Planning and preparation are keys to pulling off this special meal, especially when having to safely thaw a frozen turkey. Although a turkey is often much larger than other frozen items and will require a longer time to thaw, handling it for safe thawing is the same as for any other frozen food. Safe thawing means preventing conditions where dangerous bacteria can thrive.
"The best option for thawing a turkey is to do so in a refrigerator, because it has a controlled temperature so you don't promote the growth of bacteria," recommends Audrey McElroy, Virginia Cooperative Extension broiler specialist and assistant professor in the Department of Animal and Poultry Sciences at Virginia Tech.
Keep the turkey in its original wrapper and transfer it to a tray. The tray will prevent drippings from contaminating the other food. Place the turkey on the bottom shelf of the refrigerator where the temperature should be below 40 F. Be sure not to remove the turkey until it has completely defrosted. Approximately 24 hours is needed for each five pounds of turkey so allow about 48 hours or two days to thaw a 10-pound turkey.
If you run out of time, another defrosting method may be used to fit your schedule; however, McElroy points out that the refrigerator method is preferred. Again, leave the turkey in its original wrapper and cover it with cold water. Replace the water every 30 minutes in order to keep the turkey cold. This method will take about 30 minutes per pound of turkey; thus, five hours will be needed for a 10-pound turkey.
Remember to remove the giblets and neck. They are usually in one or two bags inside the turkey - check both cavities. Allow the turkey to thaw before trying to remove the giblets.
Regardless of the defrosting method used, the turkey should be cooked immediately after the thawing is done. If you are unable to cook the turkey right away, you can keep the thawed bird in the refrigerator but for no longer than two days.
To roast a turkey, place it on a flat wire rack, breast-side up, in a shallow roasting pan about 2 inches deep. Position the wings underneath the shoulders of the bird, and a half-cup of water may be added to the bottom of the pan.
Place the turkey in a 325 F oven and cook until the internal temperature of the bird registers 180 F to 185 F on a meat thermometer. To check the temperature, place the meat thermometer in the thickest part of the thigh so it is in the center of the thigh, but not touching the bone. The only way to judge if a turkey is completely cooked and safe to serve is by its internal temperature. McElroy advises checking the temperature of the stuffing as well, if the bird is stuffed. The temperature of the stuffing should be approximately 160 F to 165 F.
If you are roasting a turkey breast only, place the meat thermometer inside the thickest part of the breast until internal temperature reach 170 F. In both cases, be sure to keep the oven at or above 325 F because low temperatures create conditions in which bacteria may develop.

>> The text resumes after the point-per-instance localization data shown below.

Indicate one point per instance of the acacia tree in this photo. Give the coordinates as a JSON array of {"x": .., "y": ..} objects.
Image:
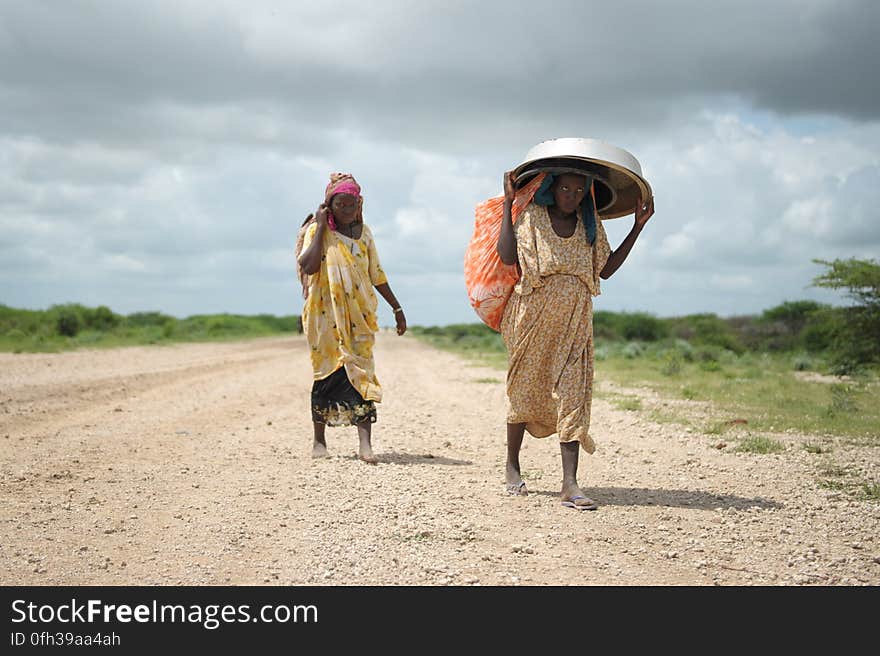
[{"x": 858, "y": 335}]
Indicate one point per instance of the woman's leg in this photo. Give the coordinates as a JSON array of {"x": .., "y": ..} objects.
[
  {"x": 319, "y": 445},
  {"x": 512, "y": 475},
  {"x": 365, "y": 448}
]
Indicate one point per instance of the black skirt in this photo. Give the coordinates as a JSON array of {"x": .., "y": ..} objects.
[{"x": 336, "y": 402}]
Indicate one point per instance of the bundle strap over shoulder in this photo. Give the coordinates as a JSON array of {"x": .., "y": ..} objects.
[{"x": 488, "y": 280}]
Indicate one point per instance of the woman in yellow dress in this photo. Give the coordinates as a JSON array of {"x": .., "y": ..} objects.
[
  {"x": 562, "y": 251},
  {"x": 339, "y": 267}
]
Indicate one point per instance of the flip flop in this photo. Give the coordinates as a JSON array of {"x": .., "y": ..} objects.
[{"x": 587, "y": 504}]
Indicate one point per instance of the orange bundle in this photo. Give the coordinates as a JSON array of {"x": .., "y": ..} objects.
[{"x": 488, "y": 280}]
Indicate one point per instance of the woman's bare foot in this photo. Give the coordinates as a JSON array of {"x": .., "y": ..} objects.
[
  {"x": 515, "y": 485},
  {"x": 319, "y": 450},
  {"x": 573, "y": 497},
  {"x": 368, "y": 456},
  {"x": 365, "y": 447}
]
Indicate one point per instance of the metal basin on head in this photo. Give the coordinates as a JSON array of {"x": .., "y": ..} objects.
[{"x": 617, "y": 174}]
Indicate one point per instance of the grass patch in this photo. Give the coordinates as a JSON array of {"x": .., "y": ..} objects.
[
  {"x": 717, "y": 428},
  {"x": 761, "y": 388},
  {"x": 758, "y": 444},
  {"x": 629, "y": 403},
  {"x": 870, "y": 492},
  {"x": 837, "y": 486},
  {"x": 72, "y": 326}
]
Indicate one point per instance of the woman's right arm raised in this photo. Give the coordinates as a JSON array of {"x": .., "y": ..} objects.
[
  {"x": 507, "y": 238},
  {"x": 310, "y": 258}
]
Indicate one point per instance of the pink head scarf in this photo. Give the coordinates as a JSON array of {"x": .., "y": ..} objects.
[{"x": 342, "y": 183}]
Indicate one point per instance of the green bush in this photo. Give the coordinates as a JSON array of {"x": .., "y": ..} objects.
[
  {"x": 642, "y": 326},
  {"x": 68, "y": 320}
]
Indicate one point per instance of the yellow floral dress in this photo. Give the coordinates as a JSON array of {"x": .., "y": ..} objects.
[
  {"x": 339, "y": 319},
  {"x": 548, "y": 328}
]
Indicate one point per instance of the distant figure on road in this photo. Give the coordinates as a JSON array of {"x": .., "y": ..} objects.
[
  {"x": 339, "y": 267},
  {"x": 561, "y": 249}
]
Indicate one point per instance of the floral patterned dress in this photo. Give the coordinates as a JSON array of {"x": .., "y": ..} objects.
[
  {"x": 547, "y": 327},
  {"x": 339, "y": 321}
]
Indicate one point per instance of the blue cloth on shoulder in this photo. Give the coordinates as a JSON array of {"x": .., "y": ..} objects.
[{"x": 544, "y": 197}]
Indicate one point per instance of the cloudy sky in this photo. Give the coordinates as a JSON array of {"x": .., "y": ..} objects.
[{"x": 161, "y": 155}]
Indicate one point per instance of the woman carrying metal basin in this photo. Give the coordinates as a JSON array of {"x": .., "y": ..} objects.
[{"x": 551, "y": 230}]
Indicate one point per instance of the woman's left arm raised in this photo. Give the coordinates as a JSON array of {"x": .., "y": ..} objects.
[{"x": 644, "y": 211}]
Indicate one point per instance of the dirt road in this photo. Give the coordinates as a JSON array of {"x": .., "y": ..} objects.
[{"x": 191, "y": 464}]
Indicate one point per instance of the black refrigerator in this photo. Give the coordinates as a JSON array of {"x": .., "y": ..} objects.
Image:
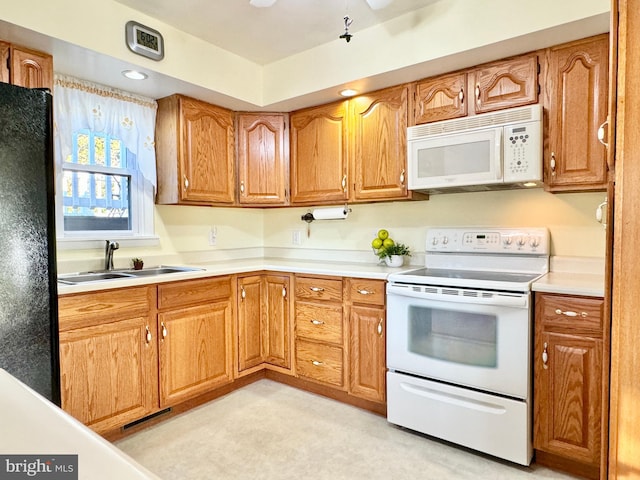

Placing aluminum foil loosely over the turkey will prevent it from over browning or drying out and help reduce oven mess. To allow the turkey to brown, uncover it either at the beginning or end of the cooking time. Either method is acceptable.
If giblets were accidentally left inside the turkey during roasting, they are probably safe to eat unless the packaging containing the giblets has changed or melted in any way during cooking. If the packaging has changed or melted inside the turkey, dispose of the turkey because harmful chemicals from the packaging may have penetrated the surrounding meat.
After roasting is done, let the turkey stand for at least 20 minutes before carving.